Discrimination of Anopheles gambiae mosquitoes by age. Two groups (a and b) of Anopheles gambiae s.s (Kisumu strain) specimens of different ages were killed by freezing before REIMS analysis. Mosquitoes were raised on sugar solution, regardless of age. Differences between age groups were explored by PC-LDA and visualised using OMB (i) as well as R, in form of 3D models (using different linear discriminant combinations) (ii) and kernel density plots for each LD. The difference between classes in model a (built with 100 PCs in OMB and R) is only 24 h; nonetheless, a distinct group formation can be observed with chronological positioning within the 3D space, leading to a transition from younger to older samples. Model b (built with 88 PCs in OMB and 85 PCs in R), comprising young and old mosquitoes (2 groups each), revealed greater variance between the young classes than between the old. Sample numbers per class, model a: 0–1 day (n = 47), 2 days (n = 84), 3 days (n = 39), 4 days (n = 27), 5 days (n = 30); model: 0 days (n = 17), 1–2 days (n = 29), 12 days (n = 46), 13 days (n = 83)

To test the discrimination with greater age separation, a second set of An. gambiae s.s was analysed, focusing on more broadly spaced age groups: very young (0 days or 1–2 days) and old (12 days or 13 days) (Fig. 5b). We adopted different age classes to protect against an artefactual separation across a single age class. Again, samples were grouped according to their age class, however, with unequal separation between the three classes. The difference between mosquitoes that had just emerged (day 0) and those that are 1–2 days old was greater than the difference between adults at 12 days and 13 days, which could reflect metabolic and developmental changes in the first 24 h after emergence from pupae. This difference in variance can also be clearly seen in either scatter or kernel density plots; both LD 1 and 2 are adding to the separation of the young mosquitoes, whereas LD 3 was able to provide limited variance to distinguish between 12- and 13-day mosquitoes.
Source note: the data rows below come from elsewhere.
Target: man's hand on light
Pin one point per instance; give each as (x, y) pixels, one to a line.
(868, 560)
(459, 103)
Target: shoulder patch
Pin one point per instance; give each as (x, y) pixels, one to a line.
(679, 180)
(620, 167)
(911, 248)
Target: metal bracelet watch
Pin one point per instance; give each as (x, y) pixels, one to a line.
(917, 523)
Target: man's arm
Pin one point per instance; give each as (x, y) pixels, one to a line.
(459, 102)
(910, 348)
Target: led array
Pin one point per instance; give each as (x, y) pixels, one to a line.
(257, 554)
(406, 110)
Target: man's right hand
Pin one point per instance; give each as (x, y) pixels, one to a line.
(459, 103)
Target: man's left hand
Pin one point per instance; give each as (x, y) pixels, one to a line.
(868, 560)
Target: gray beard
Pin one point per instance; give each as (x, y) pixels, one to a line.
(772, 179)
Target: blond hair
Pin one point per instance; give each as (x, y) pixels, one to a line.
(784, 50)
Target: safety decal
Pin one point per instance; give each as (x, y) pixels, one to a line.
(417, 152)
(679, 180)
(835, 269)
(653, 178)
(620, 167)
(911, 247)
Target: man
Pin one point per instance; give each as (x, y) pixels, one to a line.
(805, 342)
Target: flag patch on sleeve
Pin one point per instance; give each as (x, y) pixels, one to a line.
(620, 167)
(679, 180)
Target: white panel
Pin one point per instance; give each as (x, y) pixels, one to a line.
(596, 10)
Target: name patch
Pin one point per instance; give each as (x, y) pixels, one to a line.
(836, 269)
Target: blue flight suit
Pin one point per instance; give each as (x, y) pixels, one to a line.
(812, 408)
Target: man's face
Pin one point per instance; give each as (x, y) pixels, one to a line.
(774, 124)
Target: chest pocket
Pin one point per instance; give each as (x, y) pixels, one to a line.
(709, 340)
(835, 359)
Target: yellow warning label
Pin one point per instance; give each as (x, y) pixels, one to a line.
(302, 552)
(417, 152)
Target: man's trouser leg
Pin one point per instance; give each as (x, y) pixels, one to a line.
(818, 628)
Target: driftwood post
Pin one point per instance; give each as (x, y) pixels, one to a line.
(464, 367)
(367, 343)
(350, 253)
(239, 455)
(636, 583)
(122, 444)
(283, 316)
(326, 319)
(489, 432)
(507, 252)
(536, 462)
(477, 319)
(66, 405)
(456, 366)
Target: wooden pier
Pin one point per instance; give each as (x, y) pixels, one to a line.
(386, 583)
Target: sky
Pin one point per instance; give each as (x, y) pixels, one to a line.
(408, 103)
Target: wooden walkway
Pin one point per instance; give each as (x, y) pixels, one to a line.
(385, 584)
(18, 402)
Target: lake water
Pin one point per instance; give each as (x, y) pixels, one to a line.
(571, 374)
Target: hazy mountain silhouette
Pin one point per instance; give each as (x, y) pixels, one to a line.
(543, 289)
Both age models were also built with fewer principal components (Additional file 2: Sup. Figure 9), to test robustness. Furthermore, as a control, mosquitoes were randomly assigned to the different age classes (Additional file 2: Sup. Figure 10) to confirm that separation is driven by age-related differences between classes.

The ease with which age could be resolved and the clear separation of the 0–1-day-old mosquitoes might reflect a major change in lipid deposits post-emergence. However, averaged mass spectra of 0- to 5-day-old mosquitoes are visually similar (Additional file 2: Sup. Figure 11). Nevertheless, sample clusters based on age-related variance were formed, making age a REIMS-accessible parameter. In contrast to species or sex, age is a continuous parameter and could benefit from conversion to discontinuous categorisation to help define class boundaries and increase separation and identification accuracy. A reduction in class numbers (from five to three and from four to three), achieved by combining neighbouring classes, reduced the overlap between age groups and improved the definition of class boundaries (Additional file 2: Sup. Figure 12) as well as increased correct classifications rates obtained through cross-validation of PC-LDA models in OMB (Additional file 2: Sup. Figure 13).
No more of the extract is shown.